New Zealand (Security threat level – 1): At approximately 1145 local time (2245 UTC) on 9 November 2021, several thousand demonstrators from the Freedoms and Rights Coalition gathered in front of the Parliament building in the capital Wellington to protest vaccine mandates and coronavirus-related lockdown restrictions. Reports indicate that the protesters initially convened at the Te Ngakau Civic Square and marched through Wellington before congregating in front of the Parliament building. Although the protest ended at approximately 1300 local time, remaining demonstrators reportedly threw tennis balls at news reporters and police officers. Security forces blocked off all entrances to the Parliament grounds and formed a barricade in front of the entrance to the Parliament building to prevent protesters from entering. The demonstrators threatened a nationwide “gridlock” within major cities if the government does not meet their demands to ease vaccine mandates and lift lockdowns.
France (Security threat level – 3): At approximately 0620 local time (0530 UTC) on 8 November 2021, a knife-wielding assailant attacked three police officers outside a police station in Cannes. After the attacker stabbed one officer, who was saved by his bulletproof vest and did not sustain serious injuries, another officer shot and killed the attacker. Officials stated that the assailant was an Algerian national in the country legally who had no known links to militant groups, although he reportedly shouted Islamist slogans during the attack. Authorities have not identified a possible motive for the attack but they are currently not investigating it as terrorism.

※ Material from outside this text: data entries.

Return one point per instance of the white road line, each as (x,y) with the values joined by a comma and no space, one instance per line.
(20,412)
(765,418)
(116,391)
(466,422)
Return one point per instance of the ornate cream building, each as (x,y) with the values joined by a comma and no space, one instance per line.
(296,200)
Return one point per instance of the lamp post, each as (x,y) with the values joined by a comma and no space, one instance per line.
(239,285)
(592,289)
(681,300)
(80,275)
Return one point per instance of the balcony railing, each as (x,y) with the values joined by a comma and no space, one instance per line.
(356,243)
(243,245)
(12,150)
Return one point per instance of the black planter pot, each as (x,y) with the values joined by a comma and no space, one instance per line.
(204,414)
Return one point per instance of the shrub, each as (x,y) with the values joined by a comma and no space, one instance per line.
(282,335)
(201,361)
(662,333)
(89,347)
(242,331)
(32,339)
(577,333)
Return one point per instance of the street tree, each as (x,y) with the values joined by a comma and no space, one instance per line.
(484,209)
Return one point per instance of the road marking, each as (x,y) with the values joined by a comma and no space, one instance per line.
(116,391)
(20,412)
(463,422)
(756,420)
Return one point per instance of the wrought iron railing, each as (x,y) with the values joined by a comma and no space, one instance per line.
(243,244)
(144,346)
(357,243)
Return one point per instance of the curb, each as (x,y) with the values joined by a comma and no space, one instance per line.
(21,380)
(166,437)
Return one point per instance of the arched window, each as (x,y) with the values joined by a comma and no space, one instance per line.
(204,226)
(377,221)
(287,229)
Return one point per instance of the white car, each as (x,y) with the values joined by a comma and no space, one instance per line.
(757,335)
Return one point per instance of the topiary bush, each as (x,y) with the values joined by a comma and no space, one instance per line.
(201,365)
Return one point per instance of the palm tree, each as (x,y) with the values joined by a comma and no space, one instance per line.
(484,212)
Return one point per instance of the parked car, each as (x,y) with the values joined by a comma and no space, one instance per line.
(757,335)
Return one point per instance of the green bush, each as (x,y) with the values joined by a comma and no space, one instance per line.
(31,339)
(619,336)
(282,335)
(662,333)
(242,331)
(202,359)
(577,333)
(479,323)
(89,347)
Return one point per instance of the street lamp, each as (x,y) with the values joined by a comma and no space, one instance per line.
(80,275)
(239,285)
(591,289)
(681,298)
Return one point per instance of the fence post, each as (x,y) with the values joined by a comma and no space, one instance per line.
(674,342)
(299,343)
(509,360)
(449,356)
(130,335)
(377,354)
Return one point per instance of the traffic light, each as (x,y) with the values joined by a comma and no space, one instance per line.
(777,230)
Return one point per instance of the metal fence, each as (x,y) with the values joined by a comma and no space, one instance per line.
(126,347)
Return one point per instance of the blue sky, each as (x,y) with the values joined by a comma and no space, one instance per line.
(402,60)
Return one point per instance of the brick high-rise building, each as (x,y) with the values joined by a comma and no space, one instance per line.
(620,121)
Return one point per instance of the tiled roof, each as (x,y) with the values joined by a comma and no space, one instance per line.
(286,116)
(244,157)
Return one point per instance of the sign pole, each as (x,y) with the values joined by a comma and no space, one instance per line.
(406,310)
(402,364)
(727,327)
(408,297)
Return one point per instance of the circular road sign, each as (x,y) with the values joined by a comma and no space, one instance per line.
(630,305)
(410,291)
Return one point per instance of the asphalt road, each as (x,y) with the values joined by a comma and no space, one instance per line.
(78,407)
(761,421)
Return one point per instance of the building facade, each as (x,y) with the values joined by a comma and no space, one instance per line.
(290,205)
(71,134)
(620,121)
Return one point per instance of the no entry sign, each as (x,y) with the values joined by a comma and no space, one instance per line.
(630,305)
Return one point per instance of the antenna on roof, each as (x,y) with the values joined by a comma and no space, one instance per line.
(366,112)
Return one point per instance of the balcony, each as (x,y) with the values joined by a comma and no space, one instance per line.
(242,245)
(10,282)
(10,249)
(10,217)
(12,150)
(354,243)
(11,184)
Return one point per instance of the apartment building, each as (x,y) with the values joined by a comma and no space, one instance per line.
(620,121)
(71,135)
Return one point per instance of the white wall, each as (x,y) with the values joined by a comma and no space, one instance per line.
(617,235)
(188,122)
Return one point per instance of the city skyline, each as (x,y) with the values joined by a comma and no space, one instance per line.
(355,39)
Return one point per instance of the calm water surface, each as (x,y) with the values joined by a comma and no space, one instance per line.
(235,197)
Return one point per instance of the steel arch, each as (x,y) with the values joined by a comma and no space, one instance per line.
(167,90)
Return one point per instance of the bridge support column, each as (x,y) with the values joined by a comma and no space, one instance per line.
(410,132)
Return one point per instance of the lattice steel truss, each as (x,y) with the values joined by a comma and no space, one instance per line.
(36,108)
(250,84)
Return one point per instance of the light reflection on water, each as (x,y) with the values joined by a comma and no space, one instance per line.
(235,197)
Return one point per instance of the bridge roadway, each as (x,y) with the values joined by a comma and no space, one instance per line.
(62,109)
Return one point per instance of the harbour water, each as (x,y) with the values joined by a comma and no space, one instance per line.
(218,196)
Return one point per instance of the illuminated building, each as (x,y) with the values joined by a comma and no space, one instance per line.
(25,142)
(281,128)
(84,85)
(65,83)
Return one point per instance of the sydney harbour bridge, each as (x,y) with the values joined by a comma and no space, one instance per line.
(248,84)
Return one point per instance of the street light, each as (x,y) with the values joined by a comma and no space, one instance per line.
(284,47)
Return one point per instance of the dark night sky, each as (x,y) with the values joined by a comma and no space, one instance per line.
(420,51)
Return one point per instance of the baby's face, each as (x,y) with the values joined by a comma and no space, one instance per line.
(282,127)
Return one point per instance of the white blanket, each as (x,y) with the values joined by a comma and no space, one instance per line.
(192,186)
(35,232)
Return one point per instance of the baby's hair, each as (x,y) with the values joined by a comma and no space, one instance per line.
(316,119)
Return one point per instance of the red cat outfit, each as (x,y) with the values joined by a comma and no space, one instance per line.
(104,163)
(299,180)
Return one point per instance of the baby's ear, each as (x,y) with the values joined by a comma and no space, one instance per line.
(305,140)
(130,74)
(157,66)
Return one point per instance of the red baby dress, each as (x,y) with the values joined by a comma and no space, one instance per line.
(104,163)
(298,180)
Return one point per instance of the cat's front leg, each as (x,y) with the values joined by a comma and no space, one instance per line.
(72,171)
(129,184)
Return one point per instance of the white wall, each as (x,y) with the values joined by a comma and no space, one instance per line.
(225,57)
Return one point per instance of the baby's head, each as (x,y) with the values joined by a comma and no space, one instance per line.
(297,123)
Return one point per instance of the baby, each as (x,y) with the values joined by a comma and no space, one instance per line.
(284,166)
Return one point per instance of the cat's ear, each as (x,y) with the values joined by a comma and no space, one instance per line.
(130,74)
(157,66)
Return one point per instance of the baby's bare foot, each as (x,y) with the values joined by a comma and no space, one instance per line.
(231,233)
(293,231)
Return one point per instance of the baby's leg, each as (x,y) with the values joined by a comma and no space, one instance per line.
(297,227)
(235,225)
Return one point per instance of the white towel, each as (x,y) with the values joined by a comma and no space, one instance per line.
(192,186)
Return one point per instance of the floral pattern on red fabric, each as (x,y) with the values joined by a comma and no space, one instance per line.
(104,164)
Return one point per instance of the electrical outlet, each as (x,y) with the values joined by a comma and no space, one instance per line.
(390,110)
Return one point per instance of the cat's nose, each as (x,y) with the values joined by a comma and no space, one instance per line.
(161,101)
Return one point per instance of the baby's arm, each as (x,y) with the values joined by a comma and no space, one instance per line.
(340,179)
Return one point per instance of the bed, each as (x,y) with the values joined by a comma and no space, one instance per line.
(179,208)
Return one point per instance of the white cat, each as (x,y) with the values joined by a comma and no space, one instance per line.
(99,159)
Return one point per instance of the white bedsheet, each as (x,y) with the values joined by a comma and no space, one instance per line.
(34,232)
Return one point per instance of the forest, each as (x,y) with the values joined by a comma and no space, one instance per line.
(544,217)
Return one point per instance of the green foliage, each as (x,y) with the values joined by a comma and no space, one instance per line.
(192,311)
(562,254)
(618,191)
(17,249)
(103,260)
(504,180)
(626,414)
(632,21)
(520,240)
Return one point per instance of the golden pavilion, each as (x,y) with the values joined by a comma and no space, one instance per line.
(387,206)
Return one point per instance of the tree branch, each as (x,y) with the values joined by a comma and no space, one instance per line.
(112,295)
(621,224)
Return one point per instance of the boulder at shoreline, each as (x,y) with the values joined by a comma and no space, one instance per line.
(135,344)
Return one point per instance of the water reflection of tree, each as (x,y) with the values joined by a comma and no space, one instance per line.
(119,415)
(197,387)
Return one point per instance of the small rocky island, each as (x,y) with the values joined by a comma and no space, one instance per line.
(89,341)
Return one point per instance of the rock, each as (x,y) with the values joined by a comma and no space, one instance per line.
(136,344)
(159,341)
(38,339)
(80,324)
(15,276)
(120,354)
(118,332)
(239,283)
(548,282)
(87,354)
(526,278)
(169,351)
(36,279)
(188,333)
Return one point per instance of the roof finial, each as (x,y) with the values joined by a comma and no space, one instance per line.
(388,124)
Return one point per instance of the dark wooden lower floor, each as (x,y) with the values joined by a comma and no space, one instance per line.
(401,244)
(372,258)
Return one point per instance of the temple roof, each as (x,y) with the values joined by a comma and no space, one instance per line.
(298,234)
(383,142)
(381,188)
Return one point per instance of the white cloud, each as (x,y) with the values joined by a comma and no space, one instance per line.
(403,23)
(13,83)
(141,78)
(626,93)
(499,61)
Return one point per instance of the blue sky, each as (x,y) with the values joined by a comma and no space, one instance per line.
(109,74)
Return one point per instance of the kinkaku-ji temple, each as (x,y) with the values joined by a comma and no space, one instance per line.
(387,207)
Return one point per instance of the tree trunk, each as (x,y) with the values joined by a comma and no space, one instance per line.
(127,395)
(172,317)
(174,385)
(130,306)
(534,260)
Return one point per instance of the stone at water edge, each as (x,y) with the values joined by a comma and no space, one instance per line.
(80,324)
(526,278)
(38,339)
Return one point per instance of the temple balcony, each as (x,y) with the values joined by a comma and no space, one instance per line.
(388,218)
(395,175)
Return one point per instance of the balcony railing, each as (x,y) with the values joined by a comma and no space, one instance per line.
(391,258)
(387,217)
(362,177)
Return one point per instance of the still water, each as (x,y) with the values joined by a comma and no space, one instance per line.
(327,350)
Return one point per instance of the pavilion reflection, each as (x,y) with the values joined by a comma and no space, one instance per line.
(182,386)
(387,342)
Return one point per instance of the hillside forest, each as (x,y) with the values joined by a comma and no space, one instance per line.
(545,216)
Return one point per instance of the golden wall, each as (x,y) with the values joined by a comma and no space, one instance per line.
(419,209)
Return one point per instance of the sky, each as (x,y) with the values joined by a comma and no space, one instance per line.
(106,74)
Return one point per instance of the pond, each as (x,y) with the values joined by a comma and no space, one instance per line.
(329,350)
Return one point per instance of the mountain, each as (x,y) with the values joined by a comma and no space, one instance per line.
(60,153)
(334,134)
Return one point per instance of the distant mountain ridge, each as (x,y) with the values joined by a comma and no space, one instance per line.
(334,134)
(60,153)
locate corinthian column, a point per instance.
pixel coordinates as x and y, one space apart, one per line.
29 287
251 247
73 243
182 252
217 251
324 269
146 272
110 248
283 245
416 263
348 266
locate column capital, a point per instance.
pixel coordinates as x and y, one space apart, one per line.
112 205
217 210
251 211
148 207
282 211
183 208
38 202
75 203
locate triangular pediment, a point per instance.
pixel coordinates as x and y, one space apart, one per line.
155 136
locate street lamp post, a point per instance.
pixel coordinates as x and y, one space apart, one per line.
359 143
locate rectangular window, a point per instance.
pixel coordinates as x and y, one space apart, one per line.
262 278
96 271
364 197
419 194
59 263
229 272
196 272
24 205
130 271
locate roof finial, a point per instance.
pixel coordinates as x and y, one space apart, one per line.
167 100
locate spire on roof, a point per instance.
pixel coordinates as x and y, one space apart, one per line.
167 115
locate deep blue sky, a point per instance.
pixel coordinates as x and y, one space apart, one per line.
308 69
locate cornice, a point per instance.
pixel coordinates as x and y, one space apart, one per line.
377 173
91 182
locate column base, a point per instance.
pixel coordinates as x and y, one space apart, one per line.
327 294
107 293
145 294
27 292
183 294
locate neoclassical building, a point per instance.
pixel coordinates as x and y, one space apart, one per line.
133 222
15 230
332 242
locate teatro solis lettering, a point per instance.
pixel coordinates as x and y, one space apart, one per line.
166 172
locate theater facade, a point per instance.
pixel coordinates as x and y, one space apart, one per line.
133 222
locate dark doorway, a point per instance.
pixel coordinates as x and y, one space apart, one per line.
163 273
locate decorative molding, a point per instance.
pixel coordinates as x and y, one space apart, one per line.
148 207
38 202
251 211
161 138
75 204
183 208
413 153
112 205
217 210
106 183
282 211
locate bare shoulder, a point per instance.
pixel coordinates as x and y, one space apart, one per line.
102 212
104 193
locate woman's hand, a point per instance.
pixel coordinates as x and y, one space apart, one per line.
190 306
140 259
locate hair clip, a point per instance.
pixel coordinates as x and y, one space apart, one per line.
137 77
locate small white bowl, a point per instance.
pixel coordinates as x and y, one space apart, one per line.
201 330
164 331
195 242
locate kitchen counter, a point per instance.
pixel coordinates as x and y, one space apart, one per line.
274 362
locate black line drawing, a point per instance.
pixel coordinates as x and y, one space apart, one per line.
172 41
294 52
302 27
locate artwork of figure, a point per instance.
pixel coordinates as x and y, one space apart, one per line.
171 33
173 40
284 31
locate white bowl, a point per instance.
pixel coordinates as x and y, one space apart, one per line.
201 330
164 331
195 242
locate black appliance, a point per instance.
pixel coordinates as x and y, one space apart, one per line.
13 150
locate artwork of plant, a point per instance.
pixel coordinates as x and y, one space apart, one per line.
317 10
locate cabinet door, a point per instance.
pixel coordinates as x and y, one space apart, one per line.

Poland / Belarus (Security threat levels – 2 / 3): As of 9 November 2021, a standoff between Polish security personnel and migrants attempting to enter Poland via Belarus is ongoing along the Poland-Belarus border. According to Polish officials, at least 3,000 migrants – mostly from the Middle East and Asia – are camped along the border, primarily near the Kuznica border crossing. Security personnel reported that they had stopped over 300 attempted entries on 10 November and had detained 17 people. The Polish government and European officials claim that the Belarusian government is facilitating the migrants’ attempts to enter the EU in retaliation for sanctions levied against Belarus following the August 2020 presidential election in Belarus, in which incumbent President Alexander Lukashenko won his sixth consecutive term; critics claim that the result was fraudulent. Anecdotal reports from migrants claim that after arriving in Belarus, security forces transport them to the border then coerced them into crossing the border into Poland. Belarusian authorities deny forcing the migrants to cross the border.